Prompt and accurate diagnosis of malaria is the key to prevent disease morbidity and mortality. This study was carried out to evaluate diagnostic performance of 3 commercial rapid detection tests (RDTs), i.e., Malaria Antigen Pf/Pan$^{TM}$, Malaria Ag-Pf$^{TM}$, and Malaria Ag-Pv$^{TM}$ tests, in comparison with the microscopic and PCR methods.
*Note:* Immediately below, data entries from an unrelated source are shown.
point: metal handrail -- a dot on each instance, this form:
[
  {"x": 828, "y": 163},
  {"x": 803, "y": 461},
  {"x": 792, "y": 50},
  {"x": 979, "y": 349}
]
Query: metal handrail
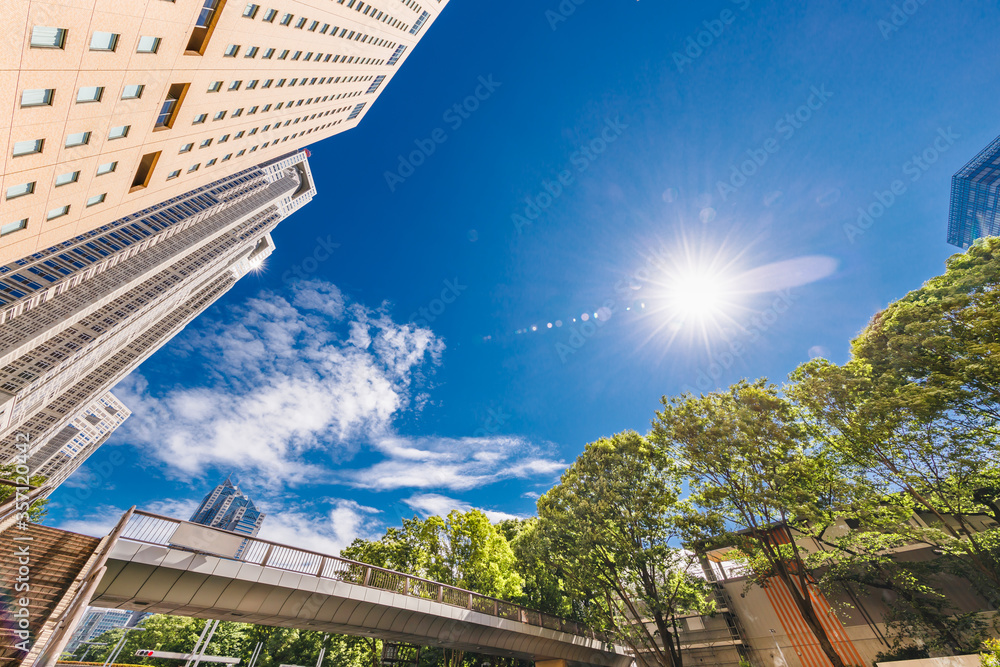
[{"x": 282, "y": 557}]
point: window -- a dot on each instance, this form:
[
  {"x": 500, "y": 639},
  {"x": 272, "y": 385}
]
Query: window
[
  {"x": 171, "y": 105},
  {"x": 103, "y": 41},
  {"x": 89, "y": 94},
  {"x": 37, "y": 97},
  {"x": 77, "y": 139},
  {"x": 12, "y": 227},
  {"x": 67, "y": 178},
  {"x": 15, "y": 191},
  {"x": 44, "y": 37},
  {"x": 148, "y": 44},
  {"x": 57, "y": 212},
  {"x": 144, "y": 171}
]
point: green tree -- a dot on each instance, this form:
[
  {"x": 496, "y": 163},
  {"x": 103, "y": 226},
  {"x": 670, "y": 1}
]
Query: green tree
[
  {"x": 612, "y": 527},
  {"x": 752, "y": 470}
]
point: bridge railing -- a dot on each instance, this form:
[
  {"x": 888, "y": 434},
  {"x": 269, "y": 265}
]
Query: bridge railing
[{"x": 154, "y": 529}]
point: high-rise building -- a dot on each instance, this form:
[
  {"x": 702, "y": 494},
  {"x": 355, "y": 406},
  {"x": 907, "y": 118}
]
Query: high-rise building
[
  {"x": 97, "y": 620},
  {"x": 974, "y": 192},
  {"x": 118, "y": 106},
  {"x": 228, "y": 508},
  {"x": 77, "y": 317}
]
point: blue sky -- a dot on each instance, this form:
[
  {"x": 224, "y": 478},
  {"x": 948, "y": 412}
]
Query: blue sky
[{"x": 606, "y": 155}]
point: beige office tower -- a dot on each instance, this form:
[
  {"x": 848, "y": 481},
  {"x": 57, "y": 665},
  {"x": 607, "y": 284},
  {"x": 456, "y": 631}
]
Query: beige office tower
[
  {"x": 79, "y": 316},
  {"x": 114, "y": 106}
]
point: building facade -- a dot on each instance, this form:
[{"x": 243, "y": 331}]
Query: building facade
[
  {"x": 77, "y": 317},
  {"x": 974, "y": 190},
  {"x": 228, "y": 508},
  {"x": 118, "y": 106},
  {"x": 96, "y": 621}
]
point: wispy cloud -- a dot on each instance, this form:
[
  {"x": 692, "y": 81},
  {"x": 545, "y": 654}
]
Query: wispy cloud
[
  {"x": 433, "y": 504},
  {"x": 456, "y": 464}
]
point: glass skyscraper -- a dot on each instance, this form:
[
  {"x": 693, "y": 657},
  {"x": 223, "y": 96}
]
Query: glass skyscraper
[
  {"x": 974, "y": 188},
  {"x": 228, "y": 508}
]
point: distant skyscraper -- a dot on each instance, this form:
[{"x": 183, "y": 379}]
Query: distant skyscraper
[
  {"x": 79, "y": 316},
  {"x": 228, "y": 508},
  {"x": 974, "y": 192},
  {"x": 115, "y": 108}
]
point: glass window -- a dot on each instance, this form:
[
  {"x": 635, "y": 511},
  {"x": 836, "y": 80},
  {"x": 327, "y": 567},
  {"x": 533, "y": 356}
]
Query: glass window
[
  {"x": 90, "y": 94},
  {"x": 16, "y": 191},
  {"x": 77, "y": 139},
  {"x": 148, "y": 44},
  {"x": 67, "y": 178},
  {"x": 103, "y": 41},
  {"x": 57, "y": 212},
  {"x": 12, "y": 227},
  {"x": 37, "y": 97},
  {"x": 44, "y": 37}
]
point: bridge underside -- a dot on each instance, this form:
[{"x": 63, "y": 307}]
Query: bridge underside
[{"x": 172, "y": 581}]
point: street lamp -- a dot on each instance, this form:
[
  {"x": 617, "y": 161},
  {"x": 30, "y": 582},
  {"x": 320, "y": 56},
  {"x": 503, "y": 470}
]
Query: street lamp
[{"x": 121, "y": 643}]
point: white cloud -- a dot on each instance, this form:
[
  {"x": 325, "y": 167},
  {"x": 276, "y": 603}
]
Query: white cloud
[
  {"x": 326, "y": 534},
  {"x": 433, "y": 504},
  {"x": 456, "y": 464},
  {"x": 280, "y": 384}
]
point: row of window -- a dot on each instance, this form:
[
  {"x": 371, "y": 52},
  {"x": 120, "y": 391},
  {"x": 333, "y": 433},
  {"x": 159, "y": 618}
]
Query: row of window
[
  {"x": 22, "y": 189},
  {"x": 32, "y": 146},
  {"x": 48, "y": 37}
]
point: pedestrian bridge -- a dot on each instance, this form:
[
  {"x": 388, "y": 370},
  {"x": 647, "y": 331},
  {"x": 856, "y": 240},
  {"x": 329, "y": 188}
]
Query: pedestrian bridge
[{"x": 165, "y": 565}]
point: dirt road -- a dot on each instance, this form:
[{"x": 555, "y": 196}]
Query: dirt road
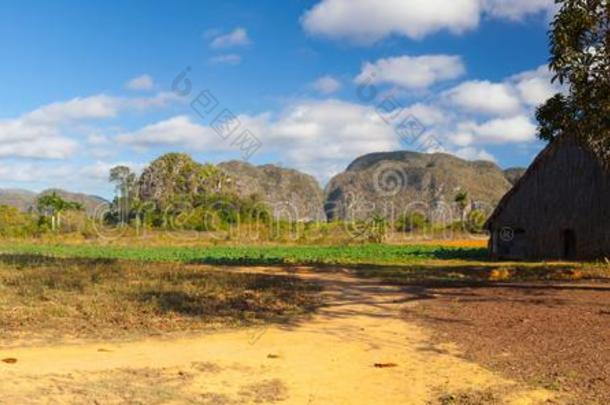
[{"x": 355, "y": 350}]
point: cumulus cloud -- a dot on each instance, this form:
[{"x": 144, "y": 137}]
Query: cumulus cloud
[
  {"x": 43, "y": 132},
  {"x": 368, "y": 21},
  {"x": 515, "y": 95},
  {"x": 517, "y": 129},
  {"x": 535, "y": 86},
  {"x": 326, "y": 85},
  {"x": 485, "y": 97},
  {"x": 412, "y": 72},
  {"x": 237, "y": 37},
  {"x": 518, "y": 9},
  {"x": 227, "y": 59},
  {"x": 143, "y": 82}
]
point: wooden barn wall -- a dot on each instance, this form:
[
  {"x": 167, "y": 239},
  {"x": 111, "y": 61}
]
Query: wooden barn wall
[{"x": 569, "y": 190}]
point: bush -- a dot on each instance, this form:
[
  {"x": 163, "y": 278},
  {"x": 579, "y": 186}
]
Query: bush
[
  {"x": 14, "y": 223},
  {"x": 412, "y": 222}
]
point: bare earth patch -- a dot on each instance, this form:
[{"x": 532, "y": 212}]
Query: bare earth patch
[
  {"x": 328, "y": 358},
  {"x": 549, "y": 334}
]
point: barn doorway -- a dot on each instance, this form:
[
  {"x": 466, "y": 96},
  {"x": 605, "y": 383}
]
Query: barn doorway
[{"x": 569, "y": 244}]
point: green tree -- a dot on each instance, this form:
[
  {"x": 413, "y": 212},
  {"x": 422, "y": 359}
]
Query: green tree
[
  {"x": 52, "y": 205},
  {"x": 462, "y": 200},
  {"x": 177, "y": 177},
  {"x": 580, "y": 60}
]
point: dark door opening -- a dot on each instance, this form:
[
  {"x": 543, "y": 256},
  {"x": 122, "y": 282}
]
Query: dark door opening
[{"x": 569, "y": 244}]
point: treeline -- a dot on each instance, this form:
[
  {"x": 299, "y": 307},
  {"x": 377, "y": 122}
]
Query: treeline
[{"x": 176, "y": 194}]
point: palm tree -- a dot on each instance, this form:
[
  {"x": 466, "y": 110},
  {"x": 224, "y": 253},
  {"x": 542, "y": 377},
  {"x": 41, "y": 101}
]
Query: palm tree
[
  {"x": 53, "y": 205},
  {"x": 461, "y": 199}
]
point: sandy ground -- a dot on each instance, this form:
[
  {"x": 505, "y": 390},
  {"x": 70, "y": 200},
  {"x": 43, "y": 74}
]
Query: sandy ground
[{"x": 355, "y": 350}]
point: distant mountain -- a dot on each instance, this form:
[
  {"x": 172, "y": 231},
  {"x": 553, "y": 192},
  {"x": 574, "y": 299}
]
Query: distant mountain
[
  {"x": 290, "y": 193},
  {"x": 514, "y": 174},
  {"x": 25, "y": 200},
  {"x": 394, "y": 183}
]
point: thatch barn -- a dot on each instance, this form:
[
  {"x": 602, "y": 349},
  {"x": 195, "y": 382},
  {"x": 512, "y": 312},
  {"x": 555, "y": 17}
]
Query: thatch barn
[{"x": 559, "y": 209}]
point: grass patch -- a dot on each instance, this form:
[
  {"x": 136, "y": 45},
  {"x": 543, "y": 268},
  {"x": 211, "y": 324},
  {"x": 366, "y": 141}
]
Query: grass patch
[
  {"x": 257, "y": 255},
  {"x": 79, "y": 297}
]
A total of 460 blood samples microscopically positive for Plasmodium falciparum (211 samples), P. vivax (218), mixed with P. falciparum and P. vivax (30), or P. ovale (1), and 124 samples of healthy subjects or patients with other fever-related infections, were collected. The sensitivities of Malaria Ag-Pf$^{TM}$ and Malaria Antigen Pf/Pan$^{TM}$ compared with the microscopic method for P. falciparum or P. vivax detection were 97.6% and 99.0%, or 98.6% and 99.0%, respectively. The specificities of Malaria Ag-Pf$^{TM}$, Malaria Ag-Pv$^{TM}$, and Malaria Antigen Pf/Pan$^{TM}$ were 93.3%,98.8%, and 94.4%, respectively. The sensitivities of Malaria Ag-Pf$^{TM}$, Malaria Antigen Pf/Pan$^{TM}$, and microscopic method, when PCR was used as a reference method for P. falciparum or P. vivax detection were 91.8%, 100%, and 96.7%, or 91.9%,92.6%, and 97.3%, respectively. The specificities of Malaria Ag-Pf$^{TM}$, Malaria Ag-Pv$^{TM}$, Malaria Antigen Pf/Pan$^{TM}$, and microscopic method were 66.2%, 92.7%, 73.9%, and 78.2%, respectively. Results indicated that the diagnostic performances of all the commercial RDTs are satisfactory for application to malaria diagnosis.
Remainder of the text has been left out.